There's not much business in making gadgets for archaeologists, but that has not stopped the modern day Indiana Jones types from adapting the tools of other trades for their painstaking explorations of ancient cities, battlefields and burial grounds. Their latest triumph comes from hacking Microsoft's Kinect gaming device to create a handheld 3-D scanner capable of virtually replicating entire dig sites filled with artifacts and unearthed buildings.

The hacked "ArKinect" casts a pattern of infrared dots on people and objects so that it can map them in 3-D, just as it typically captures the full-body motions of gamers playing on the Xbox 360. It can already digitize people and small objects such as ancient weapons or pottery, but researchers at the University of California in San Diego hope their device can soon capture 3-D scans of entire buildings or neighborhoods.

"We are hoping that by using the Kinect we can create a mobile scanning system that is accurate enough to get fairly realistic 3-D models of ancient excavation site," said Jurgen Schulze, a research scientist at the California Institute for Telecommunications and Information Technology.
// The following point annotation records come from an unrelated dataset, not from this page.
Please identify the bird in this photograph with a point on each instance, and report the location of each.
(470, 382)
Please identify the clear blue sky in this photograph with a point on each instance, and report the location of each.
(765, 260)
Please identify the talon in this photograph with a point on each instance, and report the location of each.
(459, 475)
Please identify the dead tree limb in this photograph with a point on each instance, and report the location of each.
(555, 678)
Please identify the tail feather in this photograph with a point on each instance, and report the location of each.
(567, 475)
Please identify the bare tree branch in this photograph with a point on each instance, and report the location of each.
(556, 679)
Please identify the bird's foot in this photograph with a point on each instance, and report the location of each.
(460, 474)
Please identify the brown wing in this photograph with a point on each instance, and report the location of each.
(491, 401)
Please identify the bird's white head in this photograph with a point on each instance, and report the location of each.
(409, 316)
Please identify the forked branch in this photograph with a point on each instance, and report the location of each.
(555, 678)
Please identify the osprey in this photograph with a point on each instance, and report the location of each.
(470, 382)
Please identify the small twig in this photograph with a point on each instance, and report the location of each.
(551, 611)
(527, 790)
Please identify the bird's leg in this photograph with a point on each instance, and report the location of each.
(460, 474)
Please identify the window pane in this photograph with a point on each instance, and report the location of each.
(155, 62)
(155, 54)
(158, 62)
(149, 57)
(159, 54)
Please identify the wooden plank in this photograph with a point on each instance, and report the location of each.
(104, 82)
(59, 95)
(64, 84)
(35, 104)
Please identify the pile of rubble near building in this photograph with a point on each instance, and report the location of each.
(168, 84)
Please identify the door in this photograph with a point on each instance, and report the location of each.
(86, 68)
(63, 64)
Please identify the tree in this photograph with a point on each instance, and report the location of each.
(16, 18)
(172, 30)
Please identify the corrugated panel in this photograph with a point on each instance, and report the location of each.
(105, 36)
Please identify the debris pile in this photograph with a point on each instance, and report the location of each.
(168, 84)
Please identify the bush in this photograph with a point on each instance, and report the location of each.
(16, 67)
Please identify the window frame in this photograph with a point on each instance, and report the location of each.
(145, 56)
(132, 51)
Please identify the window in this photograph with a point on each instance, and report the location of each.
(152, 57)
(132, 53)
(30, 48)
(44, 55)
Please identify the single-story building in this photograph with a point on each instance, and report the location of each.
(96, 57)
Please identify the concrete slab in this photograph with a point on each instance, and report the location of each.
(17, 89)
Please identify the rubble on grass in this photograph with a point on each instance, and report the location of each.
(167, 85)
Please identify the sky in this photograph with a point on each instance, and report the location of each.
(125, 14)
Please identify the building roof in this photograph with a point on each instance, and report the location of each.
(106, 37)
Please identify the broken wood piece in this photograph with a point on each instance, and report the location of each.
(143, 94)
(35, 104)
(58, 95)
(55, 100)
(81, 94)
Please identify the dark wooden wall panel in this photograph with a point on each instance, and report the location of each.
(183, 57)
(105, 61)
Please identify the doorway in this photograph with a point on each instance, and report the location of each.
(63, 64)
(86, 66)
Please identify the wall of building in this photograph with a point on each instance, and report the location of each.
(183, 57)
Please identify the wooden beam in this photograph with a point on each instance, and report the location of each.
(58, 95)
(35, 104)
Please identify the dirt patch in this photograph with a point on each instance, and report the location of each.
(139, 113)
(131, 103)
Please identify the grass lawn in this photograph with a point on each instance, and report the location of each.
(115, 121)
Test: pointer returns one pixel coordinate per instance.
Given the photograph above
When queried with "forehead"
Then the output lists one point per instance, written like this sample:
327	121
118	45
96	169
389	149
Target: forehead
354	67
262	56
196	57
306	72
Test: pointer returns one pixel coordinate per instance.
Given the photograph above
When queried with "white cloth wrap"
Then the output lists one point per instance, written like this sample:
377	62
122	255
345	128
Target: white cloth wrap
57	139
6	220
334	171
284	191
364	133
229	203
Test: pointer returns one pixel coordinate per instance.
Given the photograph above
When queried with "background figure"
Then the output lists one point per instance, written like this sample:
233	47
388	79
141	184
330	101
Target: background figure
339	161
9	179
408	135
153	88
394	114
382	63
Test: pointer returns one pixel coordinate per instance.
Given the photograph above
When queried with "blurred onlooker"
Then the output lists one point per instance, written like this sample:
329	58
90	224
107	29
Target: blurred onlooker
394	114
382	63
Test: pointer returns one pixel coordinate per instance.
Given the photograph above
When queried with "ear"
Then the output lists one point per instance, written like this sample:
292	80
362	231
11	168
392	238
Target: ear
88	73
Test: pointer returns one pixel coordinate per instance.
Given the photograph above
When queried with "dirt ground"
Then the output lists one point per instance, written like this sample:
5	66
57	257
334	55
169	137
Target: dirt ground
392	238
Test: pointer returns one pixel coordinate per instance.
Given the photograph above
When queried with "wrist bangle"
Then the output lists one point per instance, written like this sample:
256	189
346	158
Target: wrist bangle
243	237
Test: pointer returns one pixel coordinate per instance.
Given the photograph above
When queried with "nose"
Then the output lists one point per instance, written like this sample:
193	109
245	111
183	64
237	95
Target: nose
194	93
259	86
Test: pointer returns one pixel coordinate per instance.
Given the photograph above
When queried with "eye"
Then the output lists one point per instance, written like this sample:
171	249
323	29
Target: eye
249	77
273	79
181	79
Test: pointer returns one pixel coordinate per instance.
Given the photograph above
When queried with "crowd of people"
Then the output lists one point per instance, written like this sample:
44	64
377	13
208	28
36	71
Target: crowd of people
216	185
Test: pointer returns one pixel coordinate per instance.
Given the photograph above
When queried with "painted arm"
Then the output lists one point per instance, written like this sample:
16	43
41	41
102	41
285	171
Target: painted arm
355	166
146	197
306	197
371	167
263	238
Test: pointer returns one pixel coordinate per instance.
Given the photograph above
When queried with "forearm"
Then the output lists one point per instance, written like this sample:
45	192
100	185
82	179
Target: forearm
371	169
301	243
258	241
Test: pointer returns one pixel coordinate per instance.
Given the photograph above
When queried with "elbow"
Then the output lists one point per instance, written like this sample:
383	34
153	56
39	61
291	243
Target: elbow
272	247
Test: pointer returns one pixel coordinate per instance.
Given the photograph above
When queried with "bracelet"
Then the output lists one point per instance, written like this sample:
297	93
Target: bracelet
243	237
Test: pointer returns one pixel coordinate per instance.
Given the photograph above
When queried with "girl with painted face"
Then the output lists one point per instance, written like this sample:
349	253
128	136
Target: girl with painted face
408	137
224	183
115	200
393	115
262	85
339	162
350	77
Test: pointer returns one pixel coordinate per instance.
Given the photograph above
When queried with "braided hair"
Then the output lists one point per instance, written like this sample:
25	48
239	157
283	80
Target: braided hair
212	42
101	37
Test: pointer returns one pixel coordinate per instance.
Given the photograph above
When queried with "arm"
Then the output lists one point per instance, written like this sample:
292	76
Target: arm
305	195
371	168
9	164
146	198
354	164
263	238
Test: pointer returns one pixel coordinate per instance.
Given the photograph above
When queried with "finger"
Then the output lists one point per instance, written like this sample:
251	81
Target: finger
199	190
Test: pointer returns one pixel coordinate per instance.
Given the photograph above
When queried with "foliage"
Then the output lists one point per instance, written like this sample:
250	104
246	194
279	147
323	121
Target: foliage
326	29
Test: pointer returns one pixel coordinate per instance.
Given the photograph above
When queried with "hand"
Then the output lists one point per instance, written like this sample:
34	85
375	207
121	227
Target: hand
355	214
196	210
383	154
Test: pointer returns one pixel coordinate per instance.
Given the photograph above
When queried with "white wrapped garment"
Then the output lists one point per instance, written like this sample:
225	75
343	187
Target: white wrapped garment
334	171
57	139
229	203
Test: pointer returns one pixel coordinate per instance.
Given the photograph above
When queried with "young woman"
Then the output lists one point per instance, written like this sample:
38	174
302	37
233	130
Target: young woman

That mobile version would be a portable self-contained, battery-powered instrument with an onboard screen so that users can see their scanning progress. Such 3-D mapping comes at a cheap price — the Kinect sells for $150 — compared to expensive LIDAR instruments that have already created similar 3-D maps of archaeological sites.

The 3-D scans collected in the field might eventually be displayed in the institute's immersive virtual reality environment called the StarCAVE. That could give researchers back at the university a chance to study 3-D models of artifacts and dig sites.

"There may be experts off site that have access to a CAVE system and they could collaborate remotely with researchers in the field," Schulze said. "This technology could also potentially be used in a disaster site, like an earthquake, where the scene can be digitized and viewed remotely to help direct search-and-rescue operations."

A team of archaeologists and engineers has begun training in using the ArKinect, so that they can hopefully bring the portable 3-D scanner to a dig site in Jordan. Such efforts suggest that gaming technology, long dismissed as low-brow entertainment, might even belong in a museum with other cultural artifacts after all.